Now 21, the part-time Seneca College student is the owner and operator of Treval Property Maintenance and Snow Removal.
“I get a lot of personal satisfaction from my business. It’s great to start something and then see it through to the finish.”
After doing some basic market research (by knocking on doors), he found a number of people wanted help taking care of their lawns and gardens. Like any smart entrepreneur, Augustyn offered himself as he solution to the neighbourhood gardening woes.
Seven years later, the business has grown considerably. Last year Augustyn had about 300 regular clients and employed seven people. Along the way, he has learned some valuable lessons about both making a profit and staying sane. “There is no limit to growth, as long as you have the resources,” he says. “I took some financial losses before I learned not to let my expenses exceed profit. It’s really important to know your personal limits and when to say no. But if you want something bad enough, you can get it if you work hard.”

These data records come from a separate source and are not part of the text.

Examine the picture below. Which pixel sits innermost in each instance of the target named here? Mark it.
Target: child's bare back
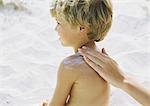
(78, 80)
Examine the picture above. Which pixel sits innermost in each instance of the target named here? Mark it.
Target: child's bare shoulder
(69, 67)
(73, 62)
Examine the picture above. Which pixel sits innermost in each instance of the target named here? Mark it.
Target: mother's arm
(108, 69)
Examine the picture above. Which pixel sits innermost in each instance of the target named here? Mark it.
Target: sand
(30, 50)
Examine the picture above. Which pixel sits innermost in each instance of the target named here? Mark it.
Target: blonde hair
(94, 14)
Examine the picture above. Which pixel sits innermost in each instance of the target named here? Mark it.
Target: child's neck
(90, 44)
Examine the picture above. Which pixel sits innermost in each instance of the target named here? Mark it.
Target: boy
(80, 22)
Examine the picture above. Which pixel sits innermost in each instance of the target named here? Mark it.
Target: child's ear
(82, 29)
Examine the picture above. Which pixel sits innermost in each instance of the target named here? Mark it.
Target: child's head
(84, 20)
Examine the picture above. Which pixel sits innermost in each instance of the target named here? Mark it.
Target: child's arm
(65, 80)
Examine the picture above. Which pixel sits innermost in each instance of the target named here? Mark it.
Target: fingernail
(84, 47)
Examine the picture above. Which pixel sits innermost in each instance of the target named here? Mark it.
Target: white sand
(30, 51)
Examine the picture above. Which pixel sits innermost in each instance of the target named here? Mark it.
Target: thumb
(104, 51)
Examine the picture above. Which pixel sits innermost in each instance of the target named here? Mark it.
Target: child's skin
(77, 83)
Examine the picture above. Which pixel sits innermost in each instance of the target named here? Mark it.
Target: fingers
(45, 103)
(91, 52)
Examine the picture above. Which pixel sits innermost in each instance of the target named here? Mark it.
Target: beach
(30, 50)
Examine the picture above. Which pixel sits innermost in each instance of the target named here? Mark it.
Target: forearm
(137, 91)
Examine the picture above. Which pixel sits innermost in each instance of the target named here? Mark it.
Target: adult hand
(105, 66)
(45, 103)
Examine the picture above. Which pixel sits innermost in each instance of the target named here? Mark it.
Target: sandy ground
(30, 50)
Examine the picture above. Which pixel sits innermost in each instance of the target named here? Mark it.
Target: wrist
(126, 82)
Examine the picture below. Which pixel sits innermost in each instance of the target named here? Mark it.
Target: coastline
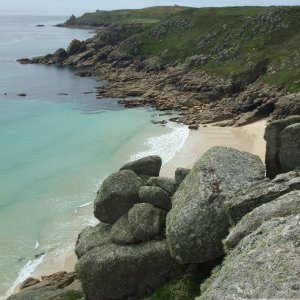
(246, 138)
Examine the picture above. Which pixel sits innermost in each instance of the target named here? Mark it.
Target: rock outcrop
(283, 142)
(129, 257)
(261, 193)
(125, 272)
(58, 286)
(197, 222)
(264, 265)
(286, 205)
(118, 193)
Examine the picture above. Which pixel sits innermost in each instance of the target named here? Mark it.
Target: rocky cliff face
(160, 229)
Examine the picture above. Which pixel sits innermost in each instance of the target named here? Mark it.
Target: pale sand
(247, 138)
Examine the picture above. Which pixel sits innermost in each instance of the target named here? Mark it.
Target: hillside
(225, 41)
(229, 41)
(105, 18)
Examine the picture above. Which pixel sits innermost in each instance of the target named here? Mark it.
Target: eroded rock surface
(197, 222)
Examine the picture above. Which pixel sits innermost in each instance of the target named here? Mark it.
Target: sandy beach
(247, 138)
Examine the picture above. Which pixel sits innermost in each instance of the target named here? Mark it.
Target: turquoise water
(55, 150)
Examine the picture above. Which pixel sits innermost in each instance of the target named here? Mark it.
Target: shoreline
(246, 138)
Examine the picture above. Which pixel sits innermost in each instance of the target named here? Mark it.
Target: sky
(78, 7)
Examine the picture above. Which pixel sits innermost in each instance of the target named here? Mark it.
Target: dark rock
(264, 265)
(274, 136)
(146, 221)
(289, 152)
(60, 54)
(117, 194)
(261, 193)
(121, 232)
(39, 254)
(74, 47)
(194, 126)
(180, 174)
(30, 281)
(92, 237)
(197, 222)
(167, 184)
(149, 165)
(286, 205)
(123, 272)
(155, 196)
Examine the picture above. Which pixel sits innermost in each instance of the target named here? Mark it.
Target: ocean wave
(165, 145)
(24, 273)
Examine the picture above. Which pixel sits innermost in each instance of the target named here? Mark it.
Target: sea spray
(24, 273)
(165, 145)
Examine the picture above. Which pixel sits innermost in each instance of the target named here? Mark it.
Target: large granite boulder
(155, 196)
(121, 232)
(282, 153)
(261, 193)
(197, 222)
(264, 265)
(167, 184)
(125, 272)
(180, 174)
(288, 105)
(146, 221)
(91, 237)
(117, 194)
(288, 204)
(149, 166)
(289, 152)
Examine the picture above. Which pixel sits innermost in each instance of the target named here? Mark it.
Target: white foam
(25, 272)
(165, 145)
(37, 244)
(82, 205)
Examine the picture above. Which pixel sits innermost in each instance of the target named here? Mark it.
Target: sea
(57, 145)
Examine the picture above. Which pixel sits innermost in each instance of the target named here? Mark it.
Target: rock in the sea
(197, 222)
(261, 193)
(121, 232)
(117, 194)
(264, 265)
(167, 184)
(155, 196)
(91, 237)
(57, 286)
(280, 156)
(146, 221)
(125, 272)
(149, 166)
(30, 281)
(74, 47)
(180, 174)
(285, 205)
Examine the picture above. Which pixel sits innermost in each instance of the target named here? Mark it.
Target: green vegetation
(72, 295)
(184, 288)
(226, 41)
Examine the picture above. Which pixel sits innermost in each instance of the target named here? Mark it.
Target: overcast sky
(78, 7)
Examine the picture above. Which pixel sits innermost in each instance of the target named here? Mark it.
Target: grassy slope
(257, 38)
(233, 39)
(146, 15)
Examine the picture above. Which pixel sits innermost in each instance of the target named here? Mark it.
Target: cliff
(226, 65)
(221, 230)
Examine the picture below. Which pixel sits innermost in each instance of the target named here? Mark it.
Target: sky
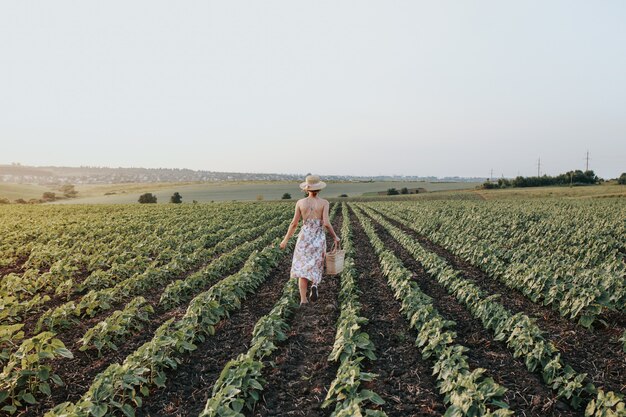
(428, 88)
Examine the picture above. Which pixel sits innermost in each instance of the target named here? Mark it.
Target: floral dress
(308, 256)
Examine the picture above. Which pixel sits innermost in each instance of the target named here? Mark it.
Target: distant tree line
(576, 177)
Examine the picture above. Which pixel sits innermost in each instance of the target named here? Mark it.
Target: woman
(308, 257)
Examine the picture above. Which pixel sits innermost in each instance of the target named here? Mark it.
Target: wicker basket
(334, 260)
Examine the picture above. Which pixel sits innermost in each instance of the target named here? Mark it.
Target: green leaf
(64, 353)
(98, 410)
(29, 398)
(57, 380)
(45, 389)
(128, 410)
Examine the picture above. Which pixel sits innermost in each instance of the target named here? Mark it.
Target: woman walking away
(308, 256)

Starting up a business is a relatively easy things to do. Once you’ve decided what sort of work you’re planning to do and come up with a catchy name for your business, you need to register with the Ministry of Consumer and Commercial Relations. Once you’re registered, you may be required to obtain various licences depending on the nature of the work you plan to do. In Augustyn’s case, he wanted to do weed and pest control that involved the use of potentially dangerous chemicals. “There was a course I had to take with a test at the end to get the licence but it was fairly easy.”
Attracting new customers and keeping the ones you have are important. To find new clients, Augustyn had done cold calling and direct mailing but much of his business now comes by word of mouth so it’s important to keep the customers happy. “A lot of clients come by referrals,” he says. “You don’t want to step on anyone’s toes.”
As the owner, you have the freedom to decide when and where you will work, who you will hire and how much money to charge. Augustyn declined to name exactly how much money his business generated last year but he said it was considerably more than he would have earned at any minimum wage job. “I can make the same amount in five or seven hours a week as it would have taken in 20 hours at Baskin and Robbins and [my business] is very rewarding.”
Augustyn’s line of work also occasionally offers some unique perks.
“I have been caught jumping into clients’ pools a couple of times. It was a hot day and I just couldn’t resist. But when I came back up, the client was standing right there. They were surprised, but really good about it. They just told me to ask next time.”
There are also a number of drawbacks to operating a small business. Augustyn cites being tied down to the city and the lack of personal time as two of the things he has found difficult to deal with.
“It’s important to keep friendships alive. Your friends are the ones who will be there for you. In the end the clients don’t care,” he says. “It can be tough to find time for personal relationships.”